As soon as I was out, I made the call to Lizzie. Her emotion bubbled over when she heard I was free and coming home, and even when I asked her about the fire, it didn’t seem to dim her exuberance. She recounted what she’d been t
old by a fire department official in Texarkana – that the cause was uncertain, but indications were it was a result of an electrical wiring failure.
Her manner came as a surprise – she came off detached. ‘I thought you’d be more upset.’
‘I was at first. But the more I think about it, the more I feel as though it’s a weight lifted.’
‘You care to explain that to me?’
She took a breath. ‘It’s been playing on my mind ever since we got here. Always having that link. All the things inside that needed taking care of. Now we’re free of it. We never need go back there. Pop took care of the insurance, so we won’t lose out.’
I went to ask about everything that she’d lost – the photographs of her parents and Alice, items of sentimental value – and then I realised either she’d made her peace with it or at least was trying to. It wasn’t for me to argue with that. ‘I’m heading for the bus station now. I’ll be back in two or three days, just as soon as I can be.’
It was the truth, with one omission. I squared it with myself by promising I’d tell her everything later.
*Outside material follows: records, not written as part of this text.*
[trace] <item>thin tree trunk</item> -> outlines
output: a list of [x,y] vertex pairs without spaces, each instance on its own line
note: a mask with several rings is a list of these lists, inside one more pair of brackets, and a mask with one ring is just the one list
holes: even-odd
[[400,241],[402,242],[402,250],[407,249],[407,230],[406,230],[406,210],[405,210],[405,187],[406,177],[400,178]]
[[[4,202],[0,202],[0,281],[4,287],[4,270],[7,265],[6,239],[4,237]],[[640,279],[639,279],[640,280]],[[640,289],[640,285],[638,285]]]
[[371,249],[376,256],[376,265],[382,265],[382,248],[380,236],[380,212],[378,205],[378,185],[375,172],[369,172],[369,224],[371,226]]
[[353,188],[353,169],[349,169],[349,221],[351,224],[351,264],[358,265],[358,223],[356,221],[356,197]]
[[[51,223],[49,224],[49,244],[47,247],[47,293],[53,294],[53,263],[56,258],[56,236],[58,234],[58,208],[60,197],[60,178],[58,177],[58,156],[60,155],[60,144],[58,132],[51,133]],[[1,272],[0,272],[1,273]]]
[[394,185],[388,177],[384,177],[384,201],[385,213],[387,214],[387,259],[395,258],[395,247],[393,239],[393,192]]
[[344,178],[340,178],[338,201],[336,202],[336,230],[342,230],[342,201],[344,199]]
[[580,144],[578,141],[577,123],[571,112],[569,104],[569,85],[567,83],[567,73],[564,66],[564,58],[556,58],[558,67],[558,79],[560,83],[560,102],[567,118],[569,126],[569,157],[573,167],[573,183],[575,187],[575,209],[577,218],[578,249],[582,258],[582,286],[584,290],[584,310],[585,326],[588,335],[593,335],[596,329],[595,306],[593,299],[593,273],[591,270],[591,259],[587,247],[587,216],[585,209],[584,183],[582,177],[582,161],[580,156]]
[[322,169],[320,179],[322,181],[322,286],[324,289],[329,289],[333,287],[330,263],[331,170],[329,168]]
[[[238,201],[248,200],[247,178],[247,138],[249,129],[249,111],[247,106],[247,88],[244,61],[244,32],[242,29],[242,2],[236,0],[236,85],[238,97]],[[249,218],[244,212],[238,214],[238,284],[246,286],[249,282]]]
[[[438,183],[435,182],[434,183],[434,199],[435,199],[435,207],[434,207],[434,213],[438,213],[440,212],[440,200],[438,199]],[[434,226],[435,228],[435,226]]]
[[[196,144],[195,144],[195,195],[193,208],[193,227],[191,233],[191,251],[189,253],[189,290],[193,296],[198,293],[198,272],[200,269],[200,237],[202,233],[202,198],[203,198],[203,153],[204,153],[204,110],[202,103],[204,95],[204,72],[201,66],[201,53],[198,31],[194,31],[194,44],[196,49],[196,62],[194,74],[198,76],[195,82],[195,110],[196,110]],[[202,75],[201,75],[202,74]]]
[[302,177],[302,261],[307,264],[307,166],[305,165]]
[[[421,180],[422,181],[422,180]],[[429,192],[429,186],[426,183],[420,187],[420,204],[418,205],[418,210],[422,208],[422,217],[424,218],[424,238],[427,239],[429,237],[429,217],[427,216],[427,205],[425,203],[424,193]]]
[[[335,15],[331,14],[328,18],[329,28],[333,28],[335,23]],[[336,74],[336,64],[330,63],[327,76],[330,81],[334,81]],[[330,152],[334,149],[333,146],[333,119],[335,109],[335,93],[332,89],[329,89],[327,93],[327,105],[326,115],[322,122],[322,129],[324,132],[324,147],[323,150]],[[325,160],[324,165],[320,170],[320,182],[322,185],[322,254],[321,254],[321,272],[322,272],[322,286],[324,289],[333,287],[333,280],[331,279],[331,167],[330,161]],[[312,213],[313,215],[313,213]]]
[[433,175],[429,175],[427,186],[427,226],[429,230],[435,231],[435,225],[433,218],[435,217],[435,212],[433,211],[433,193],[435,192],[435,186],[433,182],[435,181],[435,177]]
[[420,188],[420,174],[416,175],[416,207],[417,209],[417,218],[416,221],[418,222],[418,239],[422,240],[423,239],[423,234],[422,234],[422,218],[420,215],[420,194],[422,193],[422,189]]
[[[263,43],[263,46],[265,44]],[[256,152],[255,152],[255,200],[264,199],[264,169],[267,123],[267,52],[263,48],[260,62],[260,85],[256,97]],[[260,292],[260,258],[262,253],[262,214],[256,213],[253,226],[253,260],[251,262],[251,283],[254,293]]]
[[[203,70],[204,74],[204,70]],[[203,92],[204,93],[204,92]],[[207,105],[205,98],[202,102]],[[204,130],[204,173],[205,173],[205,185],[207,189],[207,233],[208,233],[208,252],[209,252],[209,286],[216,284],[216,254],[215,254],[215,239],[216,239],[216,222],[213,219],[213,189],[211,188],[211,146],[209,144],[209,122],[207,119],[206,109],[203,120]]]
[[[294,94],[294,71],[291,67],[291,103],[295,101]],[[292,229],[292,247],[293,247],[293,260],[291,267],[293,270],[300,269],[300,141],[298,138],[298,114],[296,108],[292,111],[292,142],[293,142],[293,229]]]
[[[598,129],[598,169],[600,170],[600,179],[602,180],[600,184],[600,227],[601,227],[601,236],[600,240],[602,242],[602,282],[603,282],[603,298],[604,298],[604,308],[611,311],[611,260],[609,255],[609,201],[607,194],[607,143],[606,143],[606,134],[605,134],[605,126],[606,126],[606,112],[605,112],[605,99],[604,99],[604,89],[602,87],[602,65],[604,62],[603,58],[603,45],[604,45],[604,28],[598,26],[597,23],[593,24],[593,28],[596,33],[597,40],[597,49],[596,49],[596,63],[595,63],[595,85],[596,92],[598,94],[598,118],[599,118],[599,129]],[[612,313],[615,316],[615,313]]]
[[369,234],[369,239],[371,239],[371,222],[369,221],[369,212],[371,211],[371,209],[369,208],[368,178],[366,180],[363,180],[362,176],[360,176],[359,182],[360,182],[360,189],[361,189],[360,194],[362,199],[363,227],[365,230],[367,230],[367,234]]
I hung up the telephone and went to catch a bus to Hot Springs. One last time. A risk worth taking.
*
I figured the cops wouldn’t know yet that I’d been cleared of Barrett’s murder, so I moved with circumspection when I got to town.
It was late afternoon when I arrived. That morning’s Recorder carried Coughlin’s campaign schedule for the day; he was due to speak at a rally at the United Methodist Church on Grand Avenue at four o’clock. Alongside it, the results of a poll taken in the wake of his injuries showed the early predictions were correct: he’d overtaken Masters’ candidate for mayor, Edgar Burton, for the first time in weeks.
United Methodist was a five minute walk from Violet Drive. I took a detour on my way from Central Avenue so I could go by Ella Borland’s house. I wasn’t certain what my reason for going was until I got there and saw it.
The drapes were open; I cupped my eyes to the window and looked inside. The front room was mostly bare, the beginnings of a film of dust just visible on the surfaces that caught the light. There was a cup on its side on the table and an ashtray that had been spilled on the floor and left. Signs of a haphazard exit. I realised then it was what I’d wanted to see. Evidence that Ella Borland had made her choice and decided not to throw in with Tindall and his men. That whatever she’d said and done before, when she had the chance to escape, she took it.